The anchor is a filter. The body of the path is the same ordered event stream you funneled and bucketed, just traversed instead. At each hop you aggregate the next (or previous) events across everyone still on the path, rank them, and branch. The most-trodden routes float to the top; the long tail of one-off walks collapses into "other." No new data, no new tracking — the difference between a path and a funnel is that a funnel checks a sequence you specified, and a path discovers the sequences that actually occurred.

Why one model beats three tools

Here's the payoff of keeping a single filter algebra under all of it: a filter is portable across every view.

Build a filter for funnel step 2 — event = "pageview" AND props.path = "/pricing". That same expression is a valid retention qualifier (did they come back and view pricing?) and a valid path anchor (what do pricing-viewers do next?). You author the predicate once and reuse it everywhere a filter is accepted, because the algebra is closed and the types line up. No translation layer between "funnel language" and "cohort language," because there's only one language.

And it makes drill-down real instead of decorative. Every table in the product — top pages, referrers, funnel steps, cohort cells, path hops — is a list of rows, and every row corresponds to a filter. Click it and that filter ANDs into the dashboard's active filter set. This is the honest answer to the perennial "what's past rank 10?" complaint: you can search, sort, and paginate the full distribution, then click any row to filter the entire dashboard down to it and re-ask all three questions in that narrower slice. Drill into "Germany," and your funnel, your cohorts, and your paths are now all German. One click, three views, same model.

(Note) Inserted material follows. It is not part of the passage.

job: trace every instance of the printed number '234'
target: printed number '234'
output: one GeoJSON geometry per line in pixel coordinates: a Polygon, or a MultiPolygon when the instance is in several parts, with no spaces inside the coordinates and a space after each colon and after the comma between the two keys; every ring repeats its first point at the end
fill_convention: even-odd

None of this is cheap to compute naively — but it isn't naive. It runs over a columnar event store, ClickHouse-style, where scanning one column across hundreds of millions of events is what the engine is built to do. Funnel windows, cohort grids, and path aggregation are all column scans with grouping, which is the case columnar stores were designed for. So "fast at scale" isn't aspiration; it's just using the right storage for an append-only event stream.

You don't need three tools and a data team

Funnels, retention, and paths look like three products because three products are easier to invoice for. Underneath, they're one ordered event stream and one typed filter algebra, read three ways: arranged in a sequence, bucketed across time, or traversed hop by hop.

Build the filter once. Use it everywhere. Click any row to go deeper. That's the whole feature — and it's why you don't need three SaaS subscriptions and a data team to find out where your users drop off, whether they come back, and how they got there.